Mlliyet Milliyet Blog Milliyet Blog
 
Facebook Connect
Blog Kategorileri
 

20 Mart '08

 
Kategori
Kültürler
 

Bir yörük anası bir çoban: Pervin Çoban Savran

Bir yörük anası bir çoban: Pervin Çoban Savran
 

Aydıncık/MersinSarıkeçili körpeler, aydınlığa kanat çırpıyor.


Dört ya da beş yıl önce tanışmıştım Pervin Çoban Savran ile. Adı hoştu; soyadı, adından da hoştu. Bu üç ad, alıp götürmüştü beni çok uzaklara.

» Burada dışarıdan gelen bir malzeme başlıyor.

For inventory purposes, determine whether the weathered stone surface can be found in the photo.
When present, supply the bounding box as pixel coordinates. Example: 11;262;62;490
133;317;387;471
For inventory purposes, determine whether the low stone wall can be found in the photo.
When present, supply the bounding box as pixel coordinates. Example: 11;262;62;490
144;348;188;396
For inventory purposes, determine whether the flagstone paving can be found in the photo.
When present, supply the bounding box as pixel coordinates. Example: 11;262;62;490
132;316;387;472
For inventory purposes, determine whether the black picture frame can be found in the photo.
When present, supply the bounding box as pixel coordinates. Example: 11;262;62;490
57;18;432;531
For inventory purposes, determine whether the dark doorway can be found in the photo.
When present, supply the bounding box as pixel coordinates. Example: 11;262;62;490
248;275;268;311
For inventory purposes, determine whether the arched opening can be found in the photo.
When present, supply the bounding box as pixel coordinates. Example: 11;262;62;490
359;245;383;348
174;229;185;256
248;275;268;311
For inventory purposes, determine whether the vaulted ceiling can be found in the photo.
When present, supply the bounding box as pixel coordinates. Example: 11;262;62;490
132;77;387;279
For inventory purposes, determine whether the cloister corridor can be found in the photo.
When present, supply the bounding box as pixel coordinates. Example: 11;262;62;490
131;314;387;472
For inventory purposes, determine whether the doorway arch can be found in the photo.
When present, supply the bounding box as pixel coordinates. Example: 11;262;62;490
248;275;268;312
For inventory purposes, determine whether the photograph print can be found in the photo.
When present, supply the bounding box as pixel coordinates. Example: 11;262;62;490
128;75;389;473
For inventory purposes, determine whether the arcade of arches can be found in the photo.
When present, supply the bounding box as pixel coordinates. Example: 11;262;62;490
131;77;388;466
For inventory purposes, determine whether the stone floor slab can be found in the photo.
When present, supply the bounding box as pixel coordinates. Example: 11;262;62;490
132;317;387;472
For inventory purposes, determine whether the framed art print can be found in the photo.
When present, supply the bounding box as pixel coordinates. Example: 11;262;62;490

Pervin, bir yıldız kümesi. Biz ona “Ülker” derdik. Gece yarısından sonra doğan şafak sökerken de görünmez olan bir yıldız kümesi. Ülker sözcüğü, benim için uykulu bir çocuğun erkenden uyandırılması ve yola düşmesi anlamına gelir hâlâ. Çünkü yüklerin Irmasan yaylasından Gilindire’ye eşeklerle taşındığı yıllarda, sabahın köründe uyandırılırdım. Rahmetli anam, “Kalk oğlum, bak ülker nereye çıktı” derdi. İşte benim çocukluktan beri aklımda kalan, beni uyandıran yıldızdı, pervin ya da ülker.

Çoban sözüne de yabancı değilim. Bu sözcük de alıp götürdü beni hayvan güttüğüm yıllara, çocukluğumu yaşayamadığım, öteleyip durduğum günlerime.

Savran ise, devecilikle ilgili bir söz. Deveci başı, kervan sahibi, develeri güreşe hazırlayan, onları eğiten kişi demektir. Deve de yabancı değil bana. Anamurlu Bahşışler göçerken Gilindire’den bugünkü adıyla Aydıncık’tan geçerlerdi. O zaman görüp tanımıştım Yörüklüğün bu simgesini. Beserek, maya, lök, gaylak, kükür, köşek, dorum gibi kelime dağarcığımda hâlâ duran ama anlamlarını karıştırmaya başladığım sözcükler de o yıllardan kalma.

Adıyla, sanıyla Yörüklüğü çağrıştırıyor, Pervin Çoban Savran ismi. Aslında ben de bir Yörük torunuyum. Tek farkımız, benim dedelerim kıl çadırı bırakıp toprak dama daha erken girmiş.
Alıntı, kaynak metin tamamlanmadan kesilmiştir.